Apostolischer Administrator Grünwidl: Schönborn-Nachfolger noch dieses Jahr

Interview: Apostol Josef Grünwidl
Der interimistische Apostolische Administrator der Erzdiözese Wien spricht über die Herausforderungen der Kirche und die Kardinal-Nachfolge.

In einem Gespräch mit "ZiB 2"-Moderatorin Marie-Claire Zimmermann hat der interimistische Leiter der Erzdiözese Wien, Apostolischer Administrator Josef Grünwidl, über die Herausforderungen der katholischen Kirche in Österreich gesprochen – von sinkenden Mitgliederzahlen bis hin zu möglichen Reformen unter Papst Leo XIV.

Auf die Frage nach den Ursachen für den Rückgang der Gläubigen betonte Grünwidl, es handle sich um ein "vielschichtiges Problem" ohne einfache Lösung. Die Kirche in Westeuropa befinde sich mitten in einem rasanten Transformationsprozess. Neben demografischen Faktoren wie niedrigen Geburtenraten und hohen Austrittszahlen spiele auch die veränderte religiöse Landschaft eine zentrale Rolle. Religion sei heute nur eines von vielen Angeboten, und Menschen entschieden frei, ob und welcher Glaubensgemeinschaft sie angehören, was er grundsätzlich gut finde.

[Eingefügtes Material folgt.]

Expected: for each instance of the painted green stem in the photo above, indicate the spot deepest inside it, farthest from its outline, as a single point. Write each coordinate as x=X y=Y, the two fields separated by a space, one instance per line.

Gleichzeitig verwies Grünwidl auf eine ORF-Umfrage, wonach sich trotz steigender Zahl Konfessionsloser viele Österreicher weiterhin als gläubig, religiös oder spirituell einstufen – wenn auch oft mit einem anderen Verständnis als in der christlichen Tradition.

Attraktivität der Kirche

Um die Kirche wieder näher zu den Menschen zu bringen, setze er nicht auf eine Neuerfindung, sondern auf eine glaubwürdige Verkündigung des Evangeliums. Vielerorts gelinge dies bereits, doch gebe es noch "Luft nach oben", die Botschaft in einer Sprache zu vermitteln, die Menschen von heute anspricht.

Reformen unter Papst Leo XIV.

Zum neuen Papst zeigte sich Grünwidl zuversichtlich. Leo XIV. werde nach seiner Einschätzung den Kurs von Papst Franziskus fortsetzen – insbesondere den Weg der Synodalität, der auf einem Miteinander, Dialog und Augenhöhe setze. Dessen zentraler Schwerpunkt, der Friede, sei täglich spürbar.

Auch bei strittigen Themen wie Pflichtzölibat und Rolle der Frau erwartet Grünwidl Bewegung: Die Kirche müsse hier laut ihm Veränderungen einleiten. Die ehelose Lebensform solle künftig freiwillig sein, und Frauen müssten in der Kirche einen ihrer Würde entsprechenden Platz erhalten.

Vakanz des Wiener Erzbischofsamtes

Seit dem Rücktritt von Kardinal Christoph Schönborn vor sieben Monaten leitet Grünwidl die Erzdiözese kommissarisch. Dass sich die Ernennung eines Nachfolgers hinzieht, sei nicht ungewöhnlich, so der Administrator, er betonte die hohen Anforderungen und Herausforderungen des Amtes – von sinkenden Einnahmen bis zu umfangreicher Verwaltungsverantwortung.

Ob er selbst als neuer Erzbischof infrage komme, ließ Grünwidl offen, verwies jedoch auf sein Gehorsamsgelübde. "Wenn es wirklich so sein sollte, werde ich schauen, wie ich mich dann entscheide" Er rechne jedoch fest mit einer Ernennung noch in diesem Jahr, möglicherweise im Herbst.